Hypoxic Cell Waves around Necrotic Cores in Glioblastoma: A Biomathematical Model and its Therapeutic Implications

Glioblastoma is a rapidly evolving high-grade astrocytoma that is distinguished pathologically from lower grade gliomas by the presence of necrosis and microvascular hiperplasia. Necrotic areas are typically surrounded by hypercellular regions known as “pseudopalisades” originated by local tumor vessel occlusions that induce collective cellular migration events. This leads to the formation of waves of tumor cells actively migrating away from central hypoxia. We present a mathematical model that incorporates the interplay among two tumor cell phenotypes, a necrotic core and the oxygen distribution. Our simulations reveal the formation of a traveling wave of tumor cells that reproduces the observed histologic patterns of pseudopalisades. Additional simulations of the model equations show that preventing the collapse of tumor microvessels leads to slower glioma invasion, a fact that might be exploited for therapeutic purposes.

💡 Research Summary

Glioblastoma multiforme (GBM) is an aggressive high‑grade astrocytic tumor characterized by rapid proliferation, diffuse infiltration, and a distinctive histopathology that includes necrotic cores surrounded by hypercellular “pseudopalisades.” The formation of these pseudopalisades has been linked to local microvascular occlusion, which creates a hypoxic microenvironment that triggers a coordinated migratory response of tumor cells away from the necrotic zone. Despite extensive experimental documentation, a quantitative framework that integrates the underlying biological processes—cell phenotypic switching, necrosis, and oxygen transport—has been lacking. In this study, the authors develop a continuum‐based biomathematical model that captures the essential dynamics of two tumor cell phenotypes, a necrotic core, and the spatial distribution of oxygen.

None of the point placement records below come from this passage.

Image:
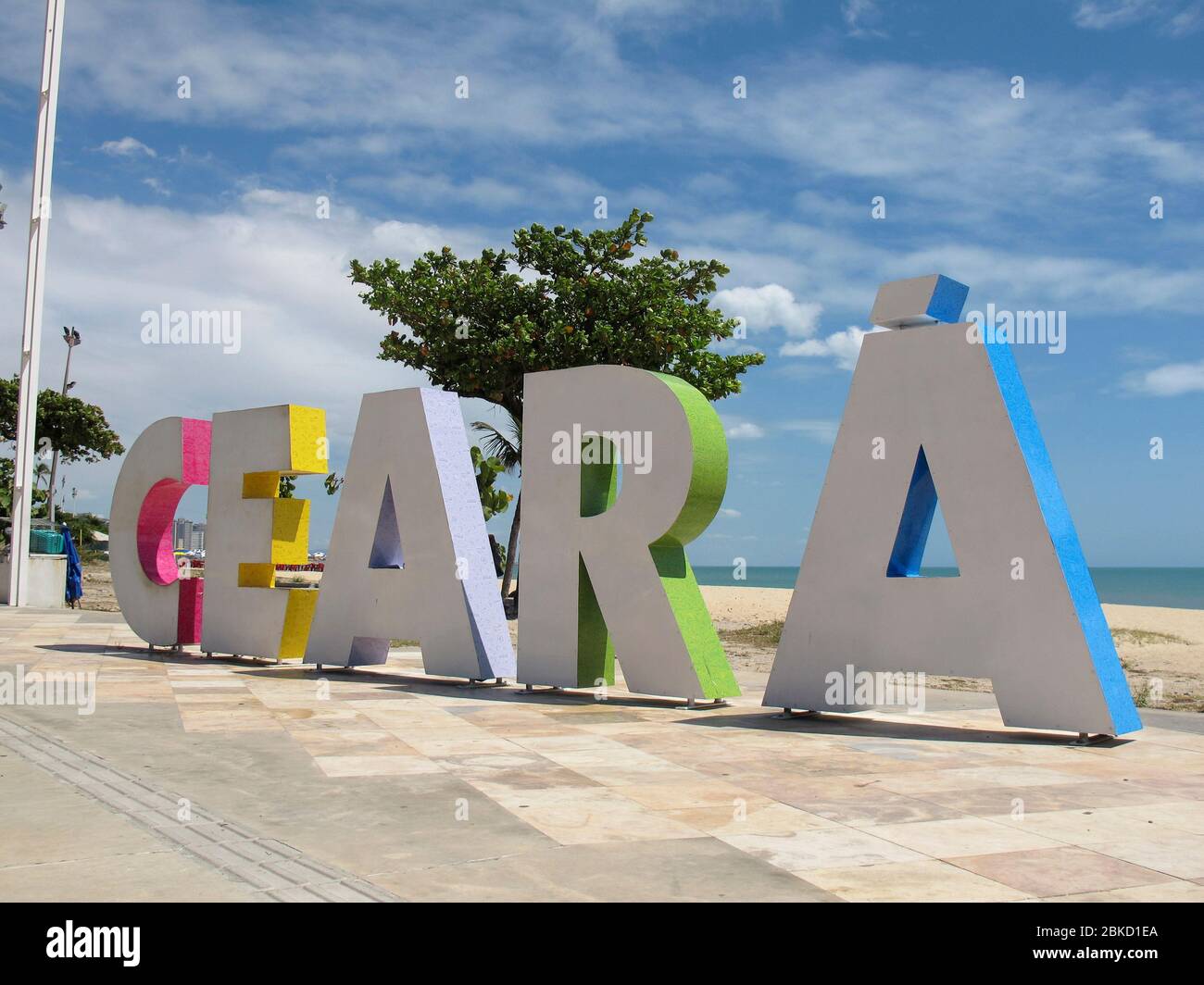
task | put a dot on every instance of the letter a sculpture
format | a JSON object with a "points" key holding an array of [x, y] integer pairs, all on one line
{"points": [[934, 408]]}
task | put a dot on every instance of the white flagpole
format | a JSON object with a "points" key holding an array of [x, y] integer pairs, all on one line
{"points": [[35, 287]]}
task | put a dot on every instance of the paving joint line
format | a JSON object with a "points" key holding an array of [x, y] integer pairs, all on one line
{"points": [[271, 869]]}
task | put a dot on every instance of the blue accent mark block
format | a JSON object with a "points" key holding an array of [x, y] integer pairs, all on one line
{"points": [[915, 524], [947, 299], [1066, 541]]}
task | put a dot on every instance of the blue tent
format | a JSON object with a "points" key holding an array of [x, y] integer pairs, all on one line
{"points": [[75, 585]]}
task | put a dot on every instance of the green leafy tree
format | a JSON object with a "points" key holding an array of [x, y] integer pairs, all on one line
{"points": [[558, 299], [72, 427]]}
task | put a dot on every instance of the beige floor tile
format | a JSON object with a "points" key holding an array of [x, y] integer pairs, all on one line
{"points": [[585, 816], [699, 792], [1087, 826], [959, 836], [755, 816], [1178, 891], [1059, 871], [823, 848], [931, 881], [1173, 853], [376, 766]]}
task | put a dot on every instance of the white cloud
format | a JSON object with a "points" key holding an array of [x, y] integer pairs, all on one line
{"points": [[862, 17], [127, 147], [822, 431], [842, 347], [1172, 380], [306, 336], [1171, 17], [770, 306], [745, 429]]}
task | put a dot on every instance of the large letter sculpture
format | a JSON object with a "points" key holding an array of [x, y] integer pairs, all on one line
{"points": [[169, 456], [606, 576], [253, 530], [409, 555], [932, 411]]}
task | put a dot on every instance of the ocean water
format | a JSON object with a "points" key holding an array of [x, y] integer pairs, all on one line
{"points": [[1176, 588]]}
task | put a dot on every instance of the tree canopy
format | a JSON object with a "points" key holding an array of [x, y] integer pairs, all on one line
{"points": [[558, 299], [77, 430]]}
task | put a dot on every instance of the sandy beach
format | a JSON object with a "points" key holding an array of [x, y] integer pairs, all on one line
{"points": [[1160, 649]]}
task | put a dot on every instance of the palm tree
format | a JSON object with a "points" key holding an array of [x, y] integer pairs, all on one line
{"points": [[507, 448]]}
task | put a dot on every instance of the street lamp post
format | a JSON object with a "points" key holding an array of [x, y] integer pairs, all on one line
{"points": [[35, 288], [72, 339]]}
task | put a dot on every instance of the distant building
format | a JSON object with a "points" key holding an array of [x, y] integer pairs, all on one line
{"points": [[182, 536]]}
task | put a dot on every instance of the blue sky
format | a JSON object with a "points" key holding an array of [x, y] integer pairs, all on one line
{"points": [[1040, 203]]}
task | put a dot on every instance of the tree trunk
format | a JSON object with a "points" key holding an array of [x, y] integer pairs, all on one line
{"points": [[512, 548]]}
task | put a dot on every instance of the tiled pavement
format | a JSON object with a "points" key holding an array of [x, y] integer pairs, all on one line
{"points": [[386, 784]]}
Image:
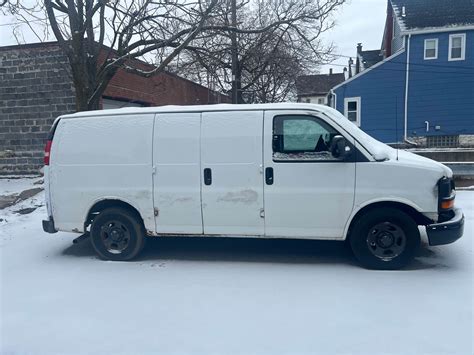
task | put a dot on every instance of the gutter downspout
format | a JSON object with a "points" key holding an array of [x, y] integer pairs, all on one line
{"points": [[407, 79]]}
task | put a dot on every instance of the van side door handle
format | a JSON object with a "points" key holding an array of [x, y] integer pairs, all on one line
{"points": [[269, 176], [207, 176]]}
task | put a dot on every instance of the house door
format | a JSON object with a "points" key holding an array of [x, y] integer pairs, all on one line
{"points": [[231, 172], [308, 192], [177, 173]]}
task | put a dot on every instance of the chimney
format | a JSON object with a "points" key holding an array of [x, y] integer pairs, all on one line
{"points": [[359, 52]]}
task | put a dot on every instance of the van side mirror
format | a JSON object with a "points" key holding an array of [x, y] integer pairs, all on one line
{"points": [[340, 148]]}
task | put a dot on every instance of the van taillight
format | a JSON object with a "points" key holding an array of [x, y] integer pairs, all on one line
{"points": [[47, 151]]}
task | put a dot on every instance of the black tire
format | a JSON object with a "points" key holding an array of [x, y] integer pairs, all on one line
{"points": [[117, 234], [385, 239]]}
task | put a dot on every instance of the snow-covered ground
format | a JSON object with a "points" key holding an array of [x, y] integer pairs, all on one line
{"points": [[228, 296]]}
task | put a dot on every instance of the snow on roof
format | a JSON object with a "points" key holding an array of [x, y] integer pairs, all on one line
{"points": [[199, 108]]}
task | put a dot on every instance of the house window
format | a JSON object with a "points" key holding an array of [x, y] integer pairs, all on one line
{"points": [[457, 47], [431, 48], [352, 109]]}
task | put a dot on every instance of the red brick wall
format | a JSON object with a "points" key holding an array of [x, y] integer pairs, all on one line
{"points": [[160, 89]]}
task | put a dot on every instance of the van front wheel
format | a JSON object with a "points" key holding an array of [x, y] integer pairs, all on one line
{"points": [[385, 239], [117, 234]]}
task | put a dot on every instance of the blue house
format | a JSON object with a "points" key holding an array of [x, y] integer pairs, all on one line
{"points": [[423, 89]]}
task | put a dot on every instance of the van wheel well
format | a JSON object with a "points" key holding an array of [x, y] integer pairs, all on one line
{"points": [[418, 217], [102, 205]]}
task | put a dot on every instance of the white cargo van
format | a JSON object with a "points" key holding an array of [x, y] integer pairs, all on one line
{"points": [[265, 171]]}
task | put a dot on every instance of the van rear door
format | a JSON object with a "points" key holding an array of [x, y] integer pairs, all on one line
{"points": [[231, 172]]}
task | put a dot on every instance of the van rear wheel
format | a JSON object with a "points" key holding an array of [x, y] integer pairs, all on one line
{"points": [[117, 234], [385, 239]]}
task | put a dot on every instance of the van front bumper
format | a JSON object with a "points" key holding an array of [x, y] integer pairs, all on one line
{"points": [[48, 225], [446, 232]]}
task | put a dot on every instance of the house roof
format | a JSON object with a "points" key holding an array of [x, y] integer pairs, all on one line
{"points": [[317, 84], [422, 14], [370, 58]]}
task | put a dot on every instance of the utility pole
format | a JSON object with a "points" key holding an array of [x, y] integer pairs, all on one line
{"points": [[234, 54]]}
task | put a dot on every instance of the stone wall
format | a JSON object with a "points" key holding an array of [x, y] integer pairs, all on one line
{"points": [[35, 88]]}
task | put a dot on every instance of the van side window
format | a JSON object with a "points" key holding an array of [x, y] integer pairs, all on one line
{"points": [[302, 138]]}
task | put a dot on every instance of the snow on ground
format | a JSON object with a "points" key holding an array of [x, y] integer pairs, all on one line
{"points": [[17, 184], [229, 296]]}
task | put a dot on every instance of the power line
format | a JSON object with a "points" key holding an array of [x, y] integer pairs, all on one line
{"points": [[411, 70]]}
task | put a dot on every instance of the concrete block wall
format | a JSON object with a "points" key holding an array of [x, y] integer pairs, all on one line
{"points": [[35, 88]]}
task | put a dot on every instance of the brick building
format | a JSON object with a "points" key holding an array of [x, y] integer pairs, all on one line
{"points": [[36, 87]]}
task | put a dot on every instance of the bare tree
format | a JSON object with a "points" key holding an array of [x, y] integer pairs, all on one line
{"points": [[268, 61], [101, 36]]}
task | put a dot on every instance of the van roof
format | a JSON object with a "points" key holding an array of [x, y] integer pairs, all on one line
{"points": [[199, 108]]}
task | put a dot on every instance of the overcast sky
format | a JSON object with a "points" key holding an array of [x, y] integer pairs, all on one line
{"points": [[357, 21]]}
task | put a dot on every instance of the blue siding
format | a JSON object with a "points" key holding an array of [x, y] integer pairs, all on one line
{"points": [[381, 89], [441, 92]]}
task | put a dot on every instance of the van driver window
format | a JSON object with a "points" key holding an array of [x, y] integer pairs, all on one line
{"points": [[302, 138]]}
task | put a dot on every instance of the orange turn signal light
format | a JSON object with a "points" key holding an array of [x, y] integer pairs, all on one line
{"points": [[445, 205]]}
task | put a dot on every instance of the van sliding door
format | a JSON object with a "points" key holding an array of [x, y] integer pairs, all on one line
{"points": [[231, 172], [177, 177]]}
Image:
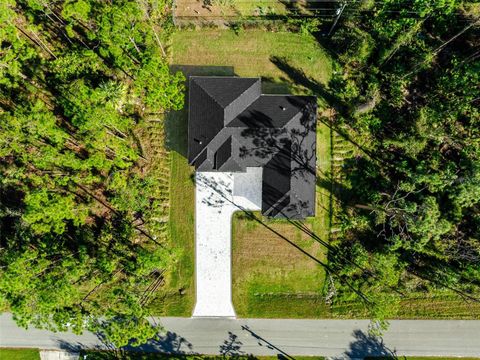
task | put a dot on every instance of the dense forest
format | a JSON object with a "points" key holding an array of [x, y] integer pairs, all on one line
{"points": [[77, 215], [82, 238], [407, 96]]}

The model distinguishes a proliferative phenotype that thrives under normoxic conditions and follows a logistic growth law, and a hypoxia‑induced migratory phenotype that exhibits enhanced diffusion and chemotaxis toward higher oxygen concentrations. The necrotic core is treated as a fixed region with zero oxygen supply, while surrounding healthy tissue provides oxygen through diffusion from functional microvessels. Vascular occlusion events are introduced by abruptly reducing the oxygen source term in a localized area, thereby mimicking the sudden loss of perfusion observed in vivo. The governing equations consist of coupled reaction‑diffusion–advection terms for each cell population and a diffusion‑consumption equation for oxygen. Numerical simulations are performed on a two‑dimensional lattice using finite‑difference methods, with parameter values calibrated from experimental measurements and literature reports.

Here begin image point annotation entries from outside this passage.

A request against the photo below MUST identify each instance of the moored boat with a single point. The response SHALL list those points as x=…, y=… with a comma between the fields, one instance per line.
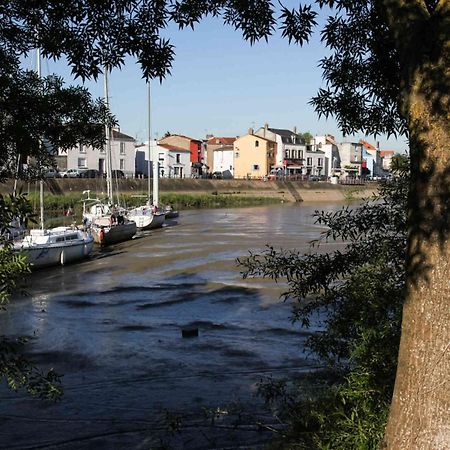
x=55, y=246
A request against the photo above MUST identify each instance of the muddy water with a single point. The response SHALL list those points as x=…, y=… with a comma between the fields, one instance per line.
x=113, y=326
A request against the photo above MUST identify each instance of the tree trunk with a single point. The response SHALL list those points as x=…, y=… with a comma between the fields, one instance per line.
x=420, y=411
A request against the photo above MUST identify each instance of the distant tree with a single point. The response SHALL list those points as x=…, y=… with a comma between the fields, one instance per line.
x=355, y=294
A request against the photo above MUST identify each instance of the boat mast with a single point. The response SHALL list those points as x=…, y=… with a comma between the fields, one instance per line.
x=107, y=140
x=150, y=158
x=154, y=157
x=41, y=182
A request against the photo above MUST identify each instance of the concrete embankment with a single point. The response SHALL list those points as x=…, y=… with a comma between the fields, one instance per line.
x=290, y=191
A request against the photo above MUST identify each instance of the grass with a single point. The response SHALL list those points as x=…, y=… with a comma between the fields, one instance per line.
x=55, y=206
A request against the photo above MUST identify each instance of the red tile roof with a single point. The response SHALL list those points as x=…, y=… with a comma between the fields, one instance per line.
x=174, y=147
x=367, y=145
x=221, y=140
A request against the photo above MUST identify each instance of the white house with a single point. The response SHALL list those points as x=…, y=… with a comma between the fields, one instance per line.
x=351, y=158
x=86, y=157
x=290, y=146
x=332, y=161
x=174, y=162
x=223, y=160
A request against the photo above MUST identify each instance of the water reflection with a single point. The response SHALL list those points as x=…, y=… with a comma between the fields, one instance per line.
x=113, y=326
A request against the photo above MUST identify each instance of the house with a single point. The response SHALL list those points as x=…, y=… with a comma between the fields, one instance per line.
x=386, y=156
x=173, y=161
x=314, y=164
x=86, y=157
x=223, y=160
x=290, y=148
x=254, y=156
x=218, y=146
x=331, y=165
x=372, y=157
x=194, y=146
x=351, y=158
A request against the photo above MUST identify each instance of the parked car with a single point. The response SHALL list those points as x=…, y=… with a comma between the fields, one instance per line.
x=71, y=173
x=116, y=173
x=90, y=173
x=52, y=173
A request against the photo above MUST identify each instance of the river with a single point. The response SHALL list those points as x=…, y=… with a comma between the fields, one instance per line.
x=113, y=326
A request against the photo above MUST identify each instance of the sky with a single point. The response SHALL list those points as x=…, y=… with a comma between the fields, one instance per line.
x=221, y=85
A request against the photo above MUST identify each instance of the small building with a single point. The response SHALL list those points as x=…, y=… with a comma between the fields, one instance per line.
x=351, y=159
x=254, y=156
x=86, y=157
x=291, y=148
x=331, y=165
x=195, y=148
x=223, y=160
x=218, y=146
x=386, y=156
x=173, y=162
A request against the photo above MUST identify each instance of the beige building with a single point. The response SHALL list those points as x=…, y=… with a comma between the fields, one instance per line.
x=254, y=156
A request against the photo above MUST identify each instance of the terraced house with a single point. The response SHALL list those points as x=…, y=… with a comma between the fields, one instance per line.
x=85, y=157
x=254, y=156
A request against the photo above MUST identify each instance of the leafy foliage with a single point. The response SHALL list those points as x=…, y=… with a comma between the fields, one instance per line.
x=357, y=296
x=15, y=368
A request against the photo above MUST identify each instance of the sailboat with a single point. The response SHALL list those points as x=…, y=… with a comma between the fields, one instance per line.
x=108, y=222
x=148, y=217
x=54, y=246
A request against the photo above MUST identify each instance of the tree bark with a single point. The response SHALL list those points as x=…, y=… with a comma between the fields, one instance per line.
x=420, y=410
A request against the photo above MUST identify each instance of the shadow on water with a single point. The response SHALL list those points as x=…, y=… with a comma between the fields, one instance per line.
x=113, y=327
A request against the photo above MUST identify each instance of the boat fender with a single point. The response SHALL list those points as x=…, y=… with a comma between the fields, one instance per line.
x=101, y=235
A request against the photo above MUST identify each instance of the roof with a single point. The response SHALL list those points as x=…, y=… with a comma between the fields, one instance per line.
x=257, y=137
x=366, y=145
x=116, y=134
x=286, y=135
x=225, y=148
x=173, y=147
x=183, y=136
x=221, y=140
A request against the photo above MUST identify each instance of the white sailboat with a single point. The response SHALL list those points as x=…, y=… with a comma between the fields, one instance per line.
x=148, y=217
x=108, y=223
x=54, y=246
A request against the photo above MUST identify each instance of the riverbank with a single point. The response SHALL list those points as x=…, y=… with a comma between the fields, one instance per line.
x=286, y=191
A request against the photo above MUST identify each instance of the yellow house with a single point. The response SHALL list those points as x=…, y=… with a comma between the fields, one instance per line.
x=254, y=156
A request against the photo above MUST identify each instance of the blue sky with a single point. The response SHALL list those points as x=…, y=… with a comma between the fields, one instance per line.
x=222, y=85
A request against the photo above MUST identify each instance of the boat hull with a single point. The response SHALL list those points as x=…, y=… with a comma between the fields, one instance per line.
x=147, y=220
x=113, y=234
x=55, y=254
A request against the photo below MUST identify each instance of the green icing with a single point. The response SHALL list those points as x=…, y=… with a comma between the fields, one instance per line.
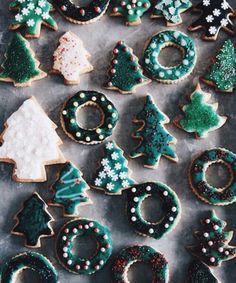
x=214, y=246
x=198, y=181
x=31, y=14
x=33, y=221
x=70, y=190
x=125, y=72
x=72, y=231
x=131, y=10
x=113, y=175
x=222, y=74
x=28, y=260
x=171, y=10
x=157, y=43
x=155, y=139
x=144, y=254
x=19, y=65
x=170, y=208
x=200, y=117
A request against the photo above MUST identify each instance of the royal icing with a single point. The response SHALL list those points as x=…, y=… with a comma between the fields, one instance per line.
x=125, y=73
x=155, y=140
x=222, y=73
x=29, y=260
x=72, y=231
x=215, y=15
x=32, y=14
x=178, y=40
x=202, y=188
x=200, y=117
x=20, y=67
x=213, y=247
x=71, y=58
x=143, y=254
x=31, y=142
x=70, y=190
x=89, y=98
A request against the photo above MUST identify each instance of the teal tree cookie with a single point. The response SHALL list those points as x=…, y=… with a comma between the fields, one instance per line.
x=70, y=190
x=170, y=207
x=155, y=140
x=200, y=117
x=125, y=73
x=113, y=174
x=73, y=231
x=143, y=254
x=32, y=14
x=171, y=10
x=130, y=10
x=222, y=73
x=28, y=260
x=33, y=221
x=20, y=67
x=214, y=246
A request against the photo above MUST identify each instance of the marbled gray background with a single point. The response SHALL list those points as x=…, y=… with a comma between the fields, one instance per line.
x=99, y=38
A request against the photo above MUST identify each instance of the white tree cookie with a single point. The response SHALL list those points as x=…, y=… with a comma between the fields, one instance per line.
x=30, y=142
x=71, y=58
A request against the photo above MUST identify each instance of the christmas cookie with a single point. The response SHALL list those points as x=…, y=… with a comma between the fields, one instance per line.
x=113, y=174
x=70, y=190
x=214, y=246
x=82, y=14
x=109, y=117
x=20, y=66
x=155, y=140
x=71, y=59
x=28, y=260
x=169, y=75
x=222, y=72
x=215, y=15
x=125, y=73
x=200, y=117
x=31, y=14
x=30, y=142
x=171, y=10
x=144, y=254
x=197, y=178
x=171, y=208
x=72, y=231
x=130, y=10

Simulation results reveal that, immediately after vessel collapse, a steep oxygen gradient forms around the necrotic core. Hypoxic cells at the gradient front undergo phenotypic conversion to the migratory state, accumulate in a narrow band, and generate a traveling wave that propagates outward. The wave speed is positively correlated with the oxygen diffusion coefficient (D_O2), the cellular motility coefficient (D_c), and the intensity of vascular occlusion (α). Parameter sweeps demonstrate that eliminating vessel collapse (α ≈ 0) suppresses wave formation and markedly slows overall tumor expansion, whereas increasing α accelerates wave propagation, thickens the pseudopalisade, and amplifies tumor volume growth. These findings quantitatively reproduce the histological thickness and spatial organization of pseudopalisades observed in patient specimens, thereby validating the model’s biological relevance.

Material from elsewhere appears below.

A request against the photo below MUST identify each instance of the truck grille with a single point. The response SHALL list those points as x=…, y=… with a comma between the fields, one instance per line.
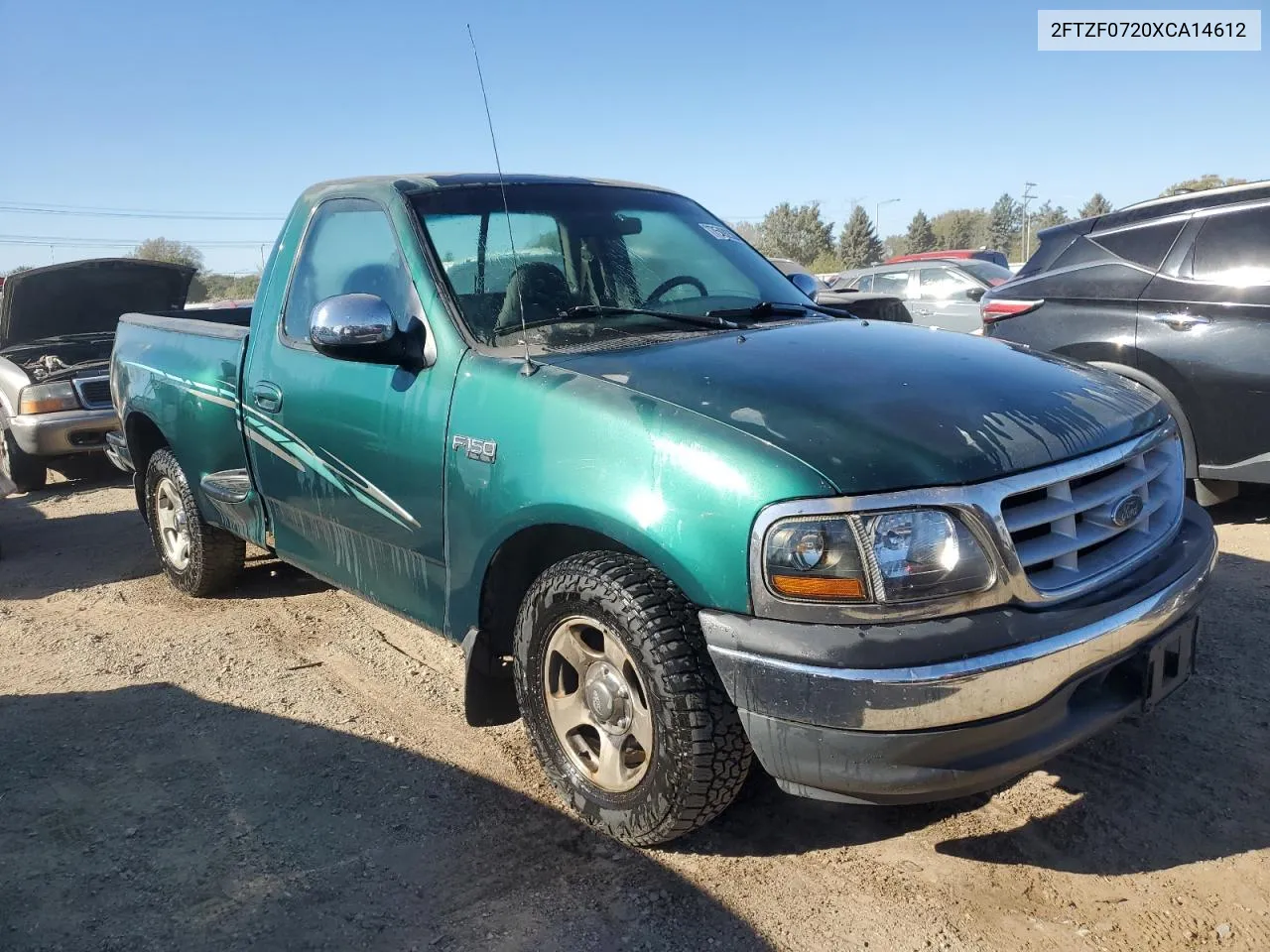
x=1075, y=530
x=94, y=393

From a therapeutic perspective, the model predicts that interventions aimed at preserving microvascular integrity—such as angiogenic stabilizers, anti‑thrombotic agents, or agents that improve oxygen delivery—can diminish the hypoxia‑driven migratory wave, consequently reducing the invasive front of GBM. The authors propose that targeting the vascular collapse pathway may complement existing cytotoxic and anti‑angiogenic strategies, offering a novel avenue to delay tumor spread. They also outline future directions, including the integration of additional microenvironmental factors (e.g., extracellular matrix stiffness, immune cell infiltration) and the application of optimal control theory to design patient‑specific treatment schedules based on model predictions. In summary, this work provides a mechanistic, mathematically rigorous explanation for pseudopalisade formation and highlights microvascular protection as a promising therapeutic target in glioblastoma management.